Nö, warum schuppen? 
Die Haut wird doch nicht mitgegessen. 
Hab ich noch nie gemacht.


----------



## Ossipeter (1. Mai 2014)

*AW: Graved Lachs ganz einfach - auf meine Art*

Du kannst die Haut noch mit Mehl bestäuben und in zweizentimetergroße Stücke schneiden und in Fritierfett rausbacken. Das auf dein Weißbrot.


----------



## FisherMan66 (1. Mai 2014)

*AW: Graved Lachs ganz einfach - auf meine Art*

Ich schuppe meine Lachse vorm Ausnehmen. Ist kein großer Akt und erspart die Mährerei mit den Schuppen beim Beizen oder Räuchern. 
Wenn ich die Haut hinterher noch verwenden möchte, komme ich eh nicht drum herum.

Aber jeder halt so, wie er mag.


Danke *OssiPeter* für den Hinweis zur fritierten Haut. Werde ich mal ausprobieren.


----------



## patricka1982 (3. September 2014)

FisherMan66 schrieb:


> Ich finde, am besten geht das mit allen Lachs- und Forellenartigen.
> Gebeizter Saibling ist ein Gedicht.
> Eine Portionsforelle oder einen Portionssaibling würde ich aber max. über Nacht im Salz lassen.
> Fängst Du mal eine große Forelle, probier es einfach mal aus.
> ...



Also kann ich nur bestätigen alles nur bzgl der Portionsforelle sag ich mal ab 400gr können die davon geschnittenen Filets ruhig auch 3Tage liegen...

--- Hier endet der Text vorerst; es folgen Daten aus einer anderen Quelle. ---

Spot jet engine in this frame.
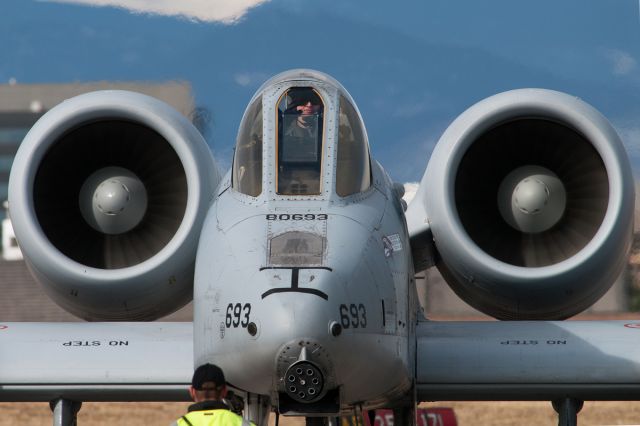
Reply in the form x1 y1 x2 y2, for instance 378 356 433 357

http://tapatalk.*ih.com/v2/14/09/03/a62844acda9786865c8aa5fc853007ea.jpg

Meine werden da eigentlich super...die auf dem Bild hatte knapp 420gr...
Beize waren etwa 3 TL Meersalz 1 TL Zucker, Knobi und Pfeffer zum Würzen und Dill als Zwischenlage...jeden Tag einmal gedreht von Sonntag abend bis heute Morgen....


----------



## Zonil (7. September 2014)

*AW: Graved Lachs ganz einfach - auf meine Art*

Ein richtig leckeres Rezept. Ich werd das mal für Weihnachten auf dem Zettel behalten!!


----------